此时此处除了他们二人,旁的气息都没有,楼梯上虽然燃着琉璃珠灯,灯光却是恰到好处的昏黄。
若是孙南枝像当年那女的一样,欲对他行不轨……
他脑中正胡乱想着,要用什么词语呵斥孙南枝,却见站得低他两阶的孙南枝仰起头,小脸上神色冷然,似乎想谴责他为何突然停下。
灯火昏昏,她的脸上却光洁得像皎月,没有一丝一毫的暗黑。她的眼睛很好看,眼角微微翘起,似带着万千星辰。
是了,她明明有倾国倾城的容貌,本来可以做金尊玉贵的女子,此时却窝在这里,给他做心腹。还是用武力打架的心腹。
他的脑子忽地清醒了。这儿不是西南府,没有居心叵测的白家人,也不是每个女子都窥视他的容貌,与权力。
对小枝而言,他不过就是一个给她发月钱的主子。
段离燕的情绪平复下来,声音冷然,却在寂静的楼梯中带着一股奇异的蛊惑:“你替我去做一件重要的事。”
孙南枝微微仰着头,看着段离燕。
他的个子本来就比她高一头,此时他又站在高两阶的楼梯上,更是高高在上的模样。
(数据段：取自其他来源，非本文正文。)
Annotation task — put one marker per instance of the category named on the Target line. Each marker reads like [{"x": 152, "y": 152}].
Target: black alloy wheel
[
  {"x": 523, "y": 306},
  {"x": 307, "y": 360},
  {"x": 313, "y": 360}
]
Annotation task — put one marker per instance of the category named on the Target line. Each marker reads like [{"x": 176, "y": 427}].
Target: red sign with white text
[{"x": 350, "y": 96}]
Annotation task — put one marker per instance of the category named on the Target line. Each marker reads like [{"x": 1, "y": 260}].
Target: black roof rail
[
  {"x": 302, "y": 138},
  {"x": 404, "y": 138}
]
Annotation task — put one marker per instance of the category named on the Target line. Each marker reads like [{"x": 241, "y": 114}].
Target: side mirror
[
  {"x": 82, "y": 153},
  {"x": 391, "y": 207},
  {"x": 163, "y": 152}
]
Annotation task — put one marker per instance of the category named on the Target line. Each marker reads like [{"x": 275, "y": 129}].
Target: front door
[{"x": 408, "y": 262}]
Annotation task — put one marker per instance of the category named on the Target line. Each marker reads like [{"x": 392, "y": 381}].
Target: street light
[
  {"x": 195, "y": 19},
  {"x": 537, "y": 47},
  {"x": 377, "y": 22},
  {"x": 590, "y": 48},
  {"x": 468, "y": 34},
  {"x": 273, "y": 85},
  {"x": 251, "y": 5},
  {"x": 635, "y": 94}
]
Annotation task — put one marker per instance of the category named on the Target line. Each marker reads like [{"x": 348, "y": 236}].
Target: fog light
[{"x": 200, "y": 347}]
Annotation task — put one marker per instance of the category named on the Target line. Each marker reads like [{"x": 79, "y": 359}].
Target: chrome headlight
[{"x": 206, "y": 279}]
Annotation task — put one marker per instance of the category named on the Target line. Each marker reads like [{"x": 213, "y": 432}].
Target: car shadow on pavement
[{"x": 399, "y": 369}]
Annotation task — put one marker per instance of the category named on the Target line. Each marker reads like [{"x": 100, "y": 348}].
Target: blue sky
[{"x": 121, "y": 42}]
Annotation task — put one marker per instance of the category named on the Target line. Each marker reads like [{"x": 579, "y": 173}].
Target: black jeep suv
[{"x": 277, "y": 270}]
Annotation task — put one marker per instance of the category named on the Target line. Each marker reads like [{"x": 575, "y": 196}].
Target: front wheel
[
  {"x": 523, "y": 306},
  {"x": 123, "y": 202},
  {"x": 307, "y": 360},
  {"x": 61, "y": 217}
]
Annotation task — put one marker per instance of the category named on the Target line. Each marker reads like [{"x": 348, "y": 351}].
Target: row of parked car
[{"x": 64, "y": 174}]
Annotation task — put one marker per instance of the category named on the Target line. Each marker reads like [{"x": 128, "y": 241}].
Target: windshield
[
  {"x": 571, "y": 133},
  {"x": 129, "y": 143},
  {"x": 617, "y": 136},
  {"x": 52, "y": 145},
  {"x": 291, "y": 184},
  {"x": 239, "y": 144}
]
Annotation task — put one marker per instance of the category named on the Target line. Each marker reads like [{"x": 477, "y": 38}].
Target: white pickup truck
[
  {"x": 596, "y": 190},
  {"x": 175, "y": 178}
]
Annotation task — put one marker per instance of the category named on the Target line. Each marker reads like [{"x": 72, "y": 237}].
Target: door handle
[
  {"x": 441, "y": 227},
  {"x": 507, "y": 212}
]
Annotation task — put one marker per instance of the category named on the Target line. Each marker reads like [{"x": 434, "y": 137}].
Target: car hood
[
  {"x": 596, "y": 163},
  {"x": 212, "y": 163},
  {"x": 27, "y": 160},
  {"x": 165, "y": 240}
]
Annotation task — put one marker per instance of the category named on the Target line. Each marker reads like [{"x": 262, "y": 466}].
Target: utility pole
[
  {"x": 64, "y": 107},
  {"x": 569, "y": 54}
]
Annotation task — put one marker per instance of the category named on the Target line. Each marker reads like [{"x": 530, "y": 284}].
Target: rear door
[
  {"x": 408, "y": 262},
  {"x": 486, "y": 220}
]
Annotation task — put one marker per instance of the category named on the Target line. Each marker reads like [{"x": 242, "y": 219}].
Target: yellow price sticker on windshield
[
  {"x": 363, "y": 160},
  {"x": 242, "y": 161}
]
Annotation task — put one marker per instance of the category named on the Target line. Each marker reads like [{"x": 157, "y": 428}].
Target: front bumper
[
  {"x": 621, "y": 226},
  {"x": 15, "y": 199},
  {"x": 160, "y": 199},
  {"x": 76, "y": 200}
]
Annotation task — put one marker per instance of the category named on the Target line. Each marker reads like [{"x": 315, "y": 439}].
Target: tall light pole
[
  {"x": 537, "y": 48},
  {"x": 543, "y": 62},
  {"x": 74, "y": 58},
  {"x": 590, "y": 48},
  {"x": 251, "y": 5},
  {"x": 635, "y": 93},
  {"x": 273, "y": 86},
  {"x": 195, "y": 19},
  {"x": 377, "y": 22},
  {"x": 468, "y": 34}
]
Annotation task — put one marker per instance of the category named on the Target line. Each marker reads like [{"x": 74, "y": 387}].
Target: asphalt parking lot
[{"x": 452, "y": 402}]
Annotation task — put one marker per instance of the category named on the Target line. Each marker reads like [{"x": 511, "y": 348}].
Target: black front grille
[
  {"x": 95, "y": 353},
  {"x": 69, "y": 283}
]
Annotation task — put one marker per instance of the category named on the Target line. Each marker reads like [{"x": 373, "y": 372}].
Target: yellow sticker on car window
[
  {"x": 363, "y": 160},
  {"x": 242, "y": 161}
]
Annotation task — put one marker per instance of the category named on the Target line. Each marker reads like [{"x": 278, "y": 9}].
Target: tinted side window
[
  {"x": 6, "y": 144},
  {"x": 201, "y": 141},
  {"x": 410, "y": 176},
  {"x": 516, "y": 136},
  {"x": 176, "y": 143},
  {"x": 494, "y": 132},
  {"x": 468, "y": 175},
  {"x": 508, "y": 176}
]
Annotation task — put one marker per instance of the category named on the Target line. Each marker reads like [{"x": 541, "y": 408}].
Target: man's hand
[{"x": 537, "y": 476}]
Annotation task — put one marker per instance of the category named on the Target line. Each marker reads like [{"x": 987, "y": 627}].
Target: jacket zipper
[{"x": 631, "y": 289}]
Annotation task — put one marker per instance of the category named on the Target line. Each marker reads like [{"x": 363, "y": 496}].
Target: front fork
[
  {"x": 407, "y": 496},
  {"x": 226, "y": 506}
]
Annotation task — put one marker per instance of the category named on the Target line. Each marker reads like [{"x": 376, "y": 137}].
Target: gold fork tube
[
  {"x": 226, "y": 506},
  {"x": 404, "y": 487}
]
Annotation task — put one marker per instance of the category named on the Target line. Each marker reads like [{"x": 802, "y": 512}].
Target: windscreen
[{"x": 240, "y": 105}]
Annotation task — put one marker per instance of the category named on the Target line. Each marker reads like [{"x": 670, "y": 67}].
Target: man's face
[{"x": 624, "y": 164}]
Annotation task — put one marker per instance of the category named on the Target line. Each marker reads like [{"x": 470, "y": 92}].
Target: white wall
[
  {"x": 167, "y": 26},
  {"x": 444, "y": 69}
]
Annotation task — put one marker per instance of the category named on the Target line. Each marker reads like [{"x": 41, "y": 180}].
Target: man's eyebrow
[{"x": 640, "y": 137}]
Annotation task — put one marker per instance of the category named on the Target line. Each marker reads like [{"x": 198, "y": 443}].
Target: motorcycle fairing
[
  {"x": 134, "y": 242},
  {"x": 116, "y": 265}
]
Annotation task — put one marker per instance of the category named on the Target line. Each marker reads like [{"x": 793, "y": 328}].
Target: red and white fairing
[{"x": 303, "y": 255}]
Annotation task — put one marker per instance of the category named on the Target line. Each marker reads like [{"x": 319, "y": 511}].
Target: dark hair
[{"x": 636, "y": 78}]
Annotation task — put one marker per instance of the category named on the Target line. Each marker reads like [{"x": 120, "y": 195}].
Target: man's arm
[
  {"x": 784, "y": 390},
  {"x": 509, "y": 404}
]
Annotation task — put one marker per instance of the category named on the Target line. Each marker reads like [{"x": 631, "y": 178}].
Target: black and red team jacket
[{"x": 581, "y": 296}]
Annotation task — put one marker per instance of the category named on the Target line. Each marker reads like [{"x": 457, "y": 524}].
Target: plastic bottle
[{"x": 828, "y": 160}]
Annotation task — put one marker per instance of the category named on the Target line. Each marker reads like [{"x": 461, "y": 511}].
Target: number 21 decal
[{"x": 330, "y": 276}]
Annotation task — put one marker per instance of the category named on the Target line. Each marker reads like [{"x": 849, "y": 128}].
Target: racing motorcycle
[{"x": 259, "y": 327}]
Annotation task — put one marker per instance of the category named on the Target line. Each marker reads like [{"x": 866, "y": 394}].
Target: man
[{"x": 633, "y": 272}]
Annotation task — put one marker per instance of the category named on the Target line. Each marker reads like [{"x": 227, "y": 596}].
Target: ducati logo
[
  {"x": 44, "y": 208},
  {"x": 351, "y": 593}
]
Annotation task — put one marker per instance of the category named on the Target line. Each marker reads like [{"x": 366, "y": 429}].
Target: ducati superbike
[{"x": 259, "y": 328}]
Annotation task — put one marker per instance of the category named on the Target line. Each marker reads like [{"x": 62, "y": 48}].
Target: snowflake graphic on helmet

他微微垂下头,好看的眼眸中尽然是信任,薄薄的唇瓣像平时那般抿着,一丝表情也无。
他的声音冷然,却有一种奇怪的感觉在她的心头蔓延。
孙南枝没去理会那奇怪的感觉,她专注地看着段离燕,果断利落:“段王爷请说。”
这还是头一回,她对他的命令有所回应呢。虽然还有些生硬的样子。
段离燕又有些欣慰。
他从宽袖中掏出一张薄薄的物什来。
“将这张名刺,放在姜国皇帝姜弘的案桌上。”顿了一下,段离燕还是朝自己的小心腹问了一句,“可能做到?”
她孙南枝是什么人,这不过是一件极小的事,怎地做不到?
她点头,将名刺接过,揣进怀中:“自是可以。”
说着也不作过多的停留,推开旁侧的窗户,人就坠了下去。